Despite having some characteristics similar to those of igneous rocks formed near subduction zones, the Florida dyke swarm rocks are unlikely to have formed in such environment. Instead, the magma that formed the dykes is thought to be derived from the partial melting of garnet peridotite in a parcel of the Earth's mantle that was metasomatized without the direct influence of subduction. These dykes are of Late Paleoproterozoic age. Nearby rapakivi granites of the Illescas Batholith are related to the dyke swarm. By the time of intrusion of the Florida dyke swarm, Piedra Alta Terrane was experiencing extensional tectonics.

==Nico Perez dyke swarm==
Tholeiitic basalt and basaltic andesite are the main rock types of Nico Perez dyke swarm. Before solidifying as dykes the magmas fractionated minerals at relatively shallow (upper crust) magma chambers. The dykes of the swarm have geochemical heterogeinities that indicate they did not originate from the same magmas. Despite having geochemical characteristics typical of subduction zone magmatism the dykes are judged unlikely to have formed in such environment and are instead considered an example of intraplate magmatism.

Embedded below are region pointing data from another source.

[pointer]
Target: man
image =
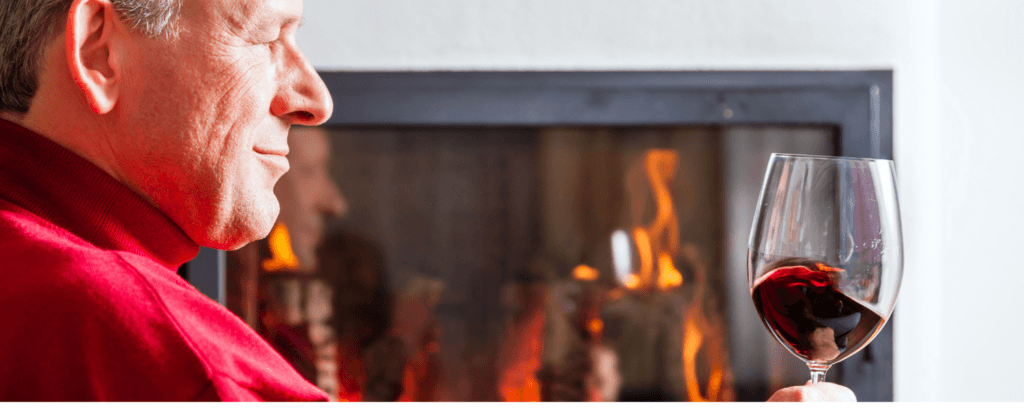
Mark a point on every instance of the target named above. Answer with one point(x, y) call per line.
point(132, 132)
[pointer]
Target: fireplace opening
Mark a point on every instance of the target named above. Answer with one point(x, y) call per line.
point(598, 258)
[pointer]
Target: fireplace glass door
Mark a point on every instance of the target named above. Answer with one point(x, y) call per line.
point(520, 262)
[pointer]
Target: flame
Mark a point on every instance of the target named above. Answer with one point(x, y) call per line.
point(585, 273)
point(632, 283)
point(662, 236)
point(282, 255)
point(668, 277)
point(692, 338)
point(643, 248)
point(657, 244)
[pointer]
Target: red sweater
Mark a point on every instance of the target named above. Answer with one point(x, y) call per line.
point(91, 306)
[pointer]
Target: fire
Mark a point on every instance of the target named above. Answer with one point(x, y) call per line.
point(656, 245)
point(632, 283)
point(662, 237)
point(668, 277)
point(282, 255)
point(585, 273)
point(595, 326)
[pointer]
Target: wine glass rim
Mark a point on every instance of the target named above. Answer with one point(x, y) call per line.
point(828, 157)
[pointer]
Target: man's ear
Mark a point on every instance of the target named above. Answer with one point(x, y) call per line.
point(92, 56)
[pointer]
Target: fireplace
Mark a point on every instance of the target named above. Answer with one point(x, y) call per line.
point(568, 236)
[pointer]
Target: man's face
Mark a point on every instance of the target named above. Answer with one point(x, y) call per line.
point(206, 116)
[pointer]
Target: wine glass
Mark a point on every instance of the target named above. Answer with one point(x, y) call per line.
point(825, 254)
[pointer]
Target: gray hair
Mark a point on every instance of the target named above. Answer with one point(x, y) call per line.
point(26, 27)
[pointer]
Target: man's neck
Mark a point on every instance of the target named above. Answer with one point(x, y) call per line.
point(13, 117)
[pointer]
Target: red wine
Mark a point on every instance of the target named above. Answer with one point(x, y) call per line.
point(802, 305)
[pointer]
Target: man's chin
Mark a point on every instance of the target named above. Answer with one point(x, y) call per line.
point(237, 238)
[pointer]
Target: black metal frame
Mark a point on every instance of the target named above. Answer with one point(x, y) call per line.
point(858, 104)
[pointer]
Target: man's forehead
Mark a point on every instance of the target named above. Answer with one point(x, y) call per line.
point(246, 13)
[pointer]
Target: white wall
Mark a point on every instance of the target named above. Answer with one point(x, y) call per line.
point(958, 86)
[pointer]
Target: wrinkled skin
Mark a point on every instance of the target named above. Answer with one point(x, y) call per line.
point(208, 116)
point(198, 123)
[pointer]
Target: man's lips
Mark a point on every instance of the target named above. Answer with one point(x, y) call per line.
point(275, 157)
point(283, 151)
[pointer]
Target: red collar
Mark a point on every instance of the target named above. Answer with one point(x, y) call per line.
point(70, 192)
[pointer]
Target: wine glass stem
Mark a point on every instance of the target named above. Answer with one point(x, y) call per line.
point(818, 372)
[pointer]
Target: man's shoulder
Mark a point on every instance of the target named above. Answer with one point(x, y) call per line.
point(78, 324)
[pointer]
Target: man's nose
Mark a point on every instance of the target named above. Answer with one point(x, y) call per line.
point(302, 97)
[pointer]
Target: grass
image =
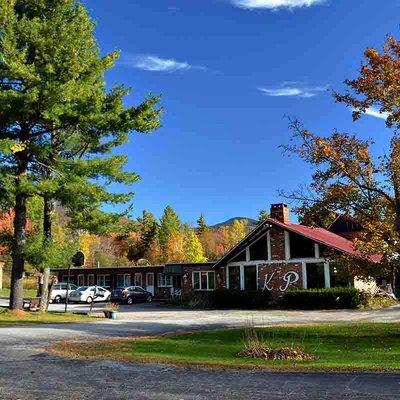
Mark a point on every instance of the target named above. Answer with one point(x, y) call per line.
point(27, 318)
point(5, 292)
point(338, 347)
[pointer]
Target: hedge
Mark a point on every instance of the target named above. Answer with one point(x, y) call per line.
point(332, 298)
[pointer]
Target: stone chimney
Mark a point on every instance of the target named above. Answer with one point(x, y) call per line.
point(280, 212)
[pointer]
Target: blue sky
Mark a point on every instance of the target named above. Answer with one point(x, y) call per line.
point(228, 72)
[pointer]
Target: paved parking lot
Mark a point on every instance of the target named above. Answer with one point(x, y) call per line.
point(28, 372)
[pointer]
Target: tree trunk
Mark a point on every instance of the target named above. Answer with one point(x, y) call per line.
point(47, 223)
point(17, 273)
point(45, 291)
point(47, 233)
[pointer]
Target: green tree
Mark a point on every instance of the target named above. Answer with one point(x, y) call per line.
point(57, 120)
point(192, 247)
point(145, 233)
point(169, 224)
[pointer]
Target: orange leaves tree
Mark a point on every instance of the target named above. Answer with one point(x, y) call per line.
point(347, 178)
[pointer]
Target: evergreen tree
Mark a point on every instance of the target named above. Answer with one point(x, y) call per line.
point(57, 121)
point(193, 248)
point(169, 225)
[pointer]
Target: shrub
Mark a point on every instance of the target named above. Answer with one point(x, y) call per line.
point(332, 298)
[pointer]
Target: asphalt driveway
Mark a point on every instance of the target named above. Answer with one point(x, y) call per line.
point(28, 372)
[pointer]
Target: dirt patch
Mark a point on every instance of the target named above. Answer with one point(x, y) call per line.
point(283, 353)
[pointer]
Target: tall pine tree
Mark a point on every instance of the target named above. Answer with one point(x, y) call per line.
point(58, 122)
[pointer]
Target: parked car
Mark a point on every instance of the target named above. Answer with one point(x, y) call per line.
point(59, 292)
point(88, 294)
point(130, 295)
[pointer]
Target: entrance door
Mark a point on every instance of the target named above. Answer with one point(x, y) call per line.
point(150, 282)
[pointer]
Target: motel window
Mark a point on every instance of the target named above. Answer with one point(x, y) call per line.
point(204, 280)
point(138, 279)
point(301, 247)
point(104, 280)
point(81, 280)
point(123, 280)
point(234, 277)
point(90, 280)
point(164, 280)
point(250, 277)
point(259, 250)
point(315, 275)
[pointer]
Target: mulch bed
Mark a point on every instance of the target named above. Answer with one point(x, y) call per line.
point(283, 353)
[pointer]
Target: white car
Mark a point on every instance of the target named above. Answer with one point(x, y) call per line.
point(59, 292)
point(88, 294)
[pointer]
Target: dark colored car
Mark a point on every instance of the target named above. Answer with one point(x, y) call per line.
point(130, 295)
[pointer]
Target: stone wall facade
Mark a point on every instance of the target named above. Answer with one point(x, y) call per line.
point(279, 277)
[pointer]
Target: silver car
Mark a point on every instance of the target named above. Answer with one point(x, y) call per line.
point(88, 294)
point(59, 292)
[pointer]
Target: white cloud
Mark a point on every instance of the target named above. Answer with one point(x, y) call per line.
point(374, 112)
point(157, 64)
point(288, 89)
point(275, 4)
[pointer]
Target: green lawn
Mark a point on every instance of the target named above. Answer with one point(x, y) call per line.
point(339, 347)
point(27, 318)
point(27, 292)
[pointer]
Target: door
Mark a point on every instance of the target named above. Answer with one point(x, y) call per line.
point(150, 282)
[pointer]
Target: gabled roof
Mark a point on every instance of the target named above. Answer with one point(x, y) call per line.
point(319, 235)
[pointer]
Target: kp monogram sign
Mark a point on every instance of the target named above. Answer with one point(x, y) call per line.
point(288, 279)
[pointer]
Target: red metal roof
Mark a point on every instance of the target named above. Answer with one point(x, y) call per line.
point(325, 237)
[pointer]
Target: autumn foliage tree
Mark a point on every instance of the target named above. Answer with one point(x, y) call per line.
point(347, 178)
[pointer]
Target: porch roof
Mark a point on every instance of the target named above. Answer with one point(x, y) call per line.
point(319, 235)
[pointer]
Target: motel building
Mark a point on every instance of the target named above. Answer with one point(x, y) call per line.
point(275, 256)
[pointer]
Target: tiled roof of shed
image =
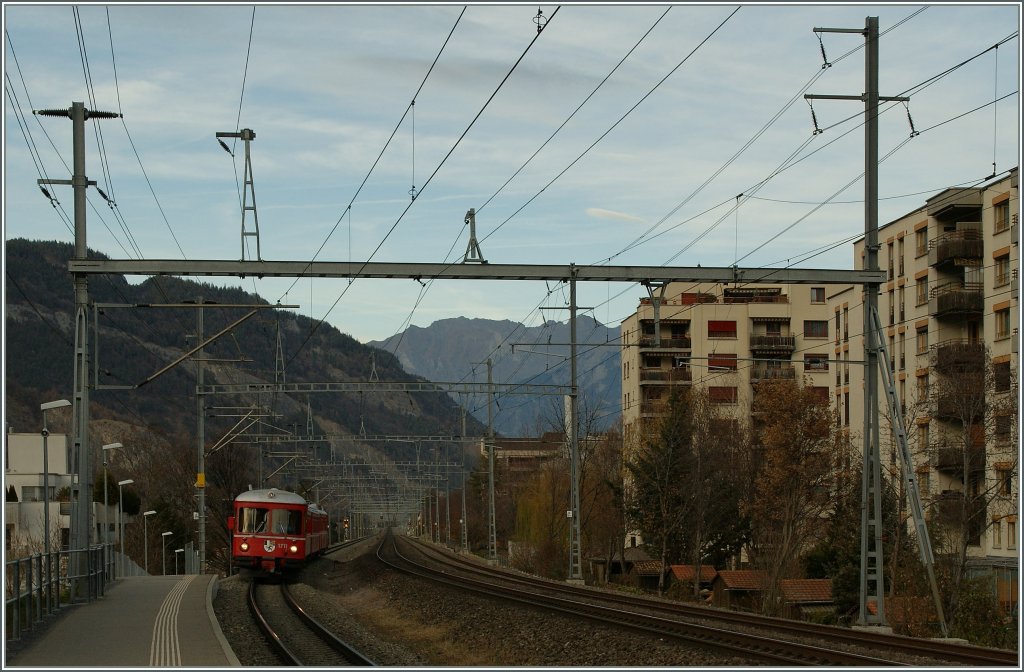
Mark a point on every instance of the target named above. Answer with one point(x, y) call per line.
point(647, 568)
point(686, 572)
point(743, 579)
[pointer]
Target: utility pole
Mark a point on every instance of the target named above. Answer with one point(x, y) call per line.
point(492, 533)
point(871, 564)
point(248, 191)
point(80, 462)
point(201, 439)
point(576, 574)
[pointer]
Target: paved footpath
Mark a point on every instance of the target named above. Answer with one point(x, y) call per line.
point(140, 622)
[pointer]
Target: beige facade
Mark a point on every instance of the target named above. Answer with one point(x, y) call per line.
point(950, 295)
point(950, 300)
point(726, 338)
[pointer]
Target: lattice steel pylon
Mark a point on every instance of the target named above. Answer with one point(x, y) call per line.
point(248, 191)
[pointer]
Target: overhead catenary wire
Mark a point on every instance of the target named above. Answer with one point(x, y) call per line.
point(428, 180)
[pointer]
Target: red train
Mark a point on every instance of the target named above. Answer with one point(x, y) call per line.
point(274, 532)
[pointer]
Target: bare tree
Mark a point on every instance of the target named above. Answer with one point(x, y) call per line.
point(800, 457)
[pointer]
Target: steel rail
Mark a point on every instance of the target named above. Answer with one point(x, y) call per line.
point(720, 639)
point(936, 649)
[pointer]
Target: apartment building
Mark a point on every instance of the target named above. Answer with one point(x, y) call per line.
point(949, 311)
point(726, 338)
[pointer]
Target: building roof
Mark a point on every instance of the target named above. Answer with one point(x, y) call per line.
point(806, 590)
point(686, 572)
point(742, 579)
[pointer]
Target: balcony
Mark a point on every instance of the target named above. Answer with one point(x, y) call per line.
point(956, 299)
point(666, 375)
point(773, 343)
point(675, 343)
point(966, 403)
point(954, 357)
point(951, 458)
point(760, 372)
point(962, 248)
point(951, 508)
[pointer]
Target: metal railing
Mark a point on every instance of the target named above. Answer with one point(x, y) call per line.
point(42, 584)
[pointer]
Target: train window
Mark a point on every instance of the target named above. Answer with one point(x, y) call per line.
point(252, 520)
point(286, 522)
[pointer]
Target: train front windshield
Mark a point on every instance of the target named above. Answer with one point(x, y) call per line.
point(252, 520)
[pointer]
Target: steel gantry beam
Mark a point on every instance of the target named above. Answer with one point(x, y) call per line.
point(380, 386)
point(422, 271)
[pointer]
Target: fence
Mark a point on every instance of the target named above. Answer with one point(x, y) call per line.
point(42, 584)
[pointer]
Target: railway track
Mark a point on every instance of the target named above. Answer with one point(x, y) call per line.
point(881, 645)
point(752, 646)
point(295, 636)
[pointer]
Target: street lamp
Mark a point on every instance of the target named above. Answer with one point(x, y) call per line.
point(107, 522)
point(163, 549)
point(121, 523)
point(46, 488)
point(145, 539)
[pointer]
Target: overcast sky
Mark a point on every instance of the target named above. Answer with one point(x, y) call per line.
point(708, 106)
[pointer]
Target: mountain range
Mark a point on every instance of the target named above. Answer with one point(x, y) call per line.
point(456, 350)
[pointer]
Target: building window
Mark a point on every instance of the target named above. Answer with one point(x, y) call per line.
point(1003, 324)
point(721, 329)
point(1004, 423)
point(722, 394)
point(815, 329)
point(1003, 270)
point(1001, 212)
point(1000, 376)
point(923, 483)
point(922, 291)
point(722, 363)
point(815, 362)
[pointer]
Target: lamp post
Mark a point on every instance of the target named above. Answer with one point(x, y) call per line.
point(163, 549)
point(107, 522)
point(145, 539)
point(46, 487)
point(121, 523)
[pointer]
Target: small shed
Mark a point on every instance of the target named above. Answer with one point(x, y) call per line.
point(805, 598)
point(623, 563)
point(738, 589)
point(647, 574)
point(684, 574)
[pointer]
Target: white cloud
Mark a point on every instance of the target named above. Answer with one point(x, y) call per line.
point(601, 213)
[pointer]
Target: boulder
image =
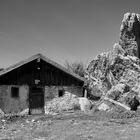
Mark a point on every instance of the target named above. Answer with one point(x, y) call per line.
point(85, 104)
point(103, 107)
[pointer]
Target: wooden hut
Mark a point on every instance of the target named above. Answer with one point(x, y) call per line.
point(34, 81)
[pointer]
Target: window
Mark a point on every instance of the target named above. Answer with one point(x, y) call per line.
point(15, 92)
point(61, 93)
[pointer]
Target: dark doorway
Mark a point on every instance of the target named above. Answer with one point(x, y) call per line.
point(36, 100)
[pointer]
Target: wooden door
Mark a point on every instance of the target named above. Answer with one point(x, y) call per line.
point(36, 100)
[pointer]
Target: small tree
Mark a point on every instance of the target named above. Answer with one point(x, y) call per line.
point(76, 67)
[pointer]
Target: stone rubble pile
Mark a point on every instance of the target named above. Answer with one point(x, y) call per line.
point(116, 74)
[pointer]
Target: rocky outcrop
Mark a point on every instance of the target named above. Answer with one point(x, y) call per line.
point(117, 73)
point(130, 34)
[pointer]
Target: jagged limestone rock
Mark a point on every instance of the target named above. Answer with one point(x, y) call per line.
point(130, 34)
point(121, 65)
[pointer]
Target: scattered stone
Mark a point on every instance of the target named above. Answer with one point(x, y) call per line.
point(85, 104)
point(103, 107)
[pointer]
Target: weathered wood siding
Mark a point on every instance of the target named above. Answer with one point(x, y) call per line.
point(45, 72)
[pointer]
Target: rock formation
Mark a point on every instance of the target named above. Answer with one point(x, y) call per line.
point(121, 66)
point(130, 34)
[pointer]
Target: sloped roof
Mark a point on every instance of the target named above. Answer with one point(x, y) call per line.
point(46, 60)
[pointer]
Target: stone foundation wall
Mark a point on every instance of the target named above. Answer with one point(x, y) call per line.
point(11, 104)
point(53, 91)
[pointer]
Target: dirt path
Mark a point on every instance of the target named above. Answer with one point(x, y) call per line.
point(70, 126)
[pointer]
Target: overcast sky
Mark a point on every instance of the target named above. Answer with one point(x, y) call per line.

==Treinta y Tres dyke swarm==
The Treinta y Tres dyke swarm intrude Brasiliano Cycle granitoids that crop out east of Sierra Ballena Shear Zone. The dykes are about 750 million years old (Neoproterozoic). Compared to the two other Uruguayan dyke swarms the Treinta y Tres dyke swarm originated from lower degrees of partial melting in the mantle, but of similar garnet peridotite sources.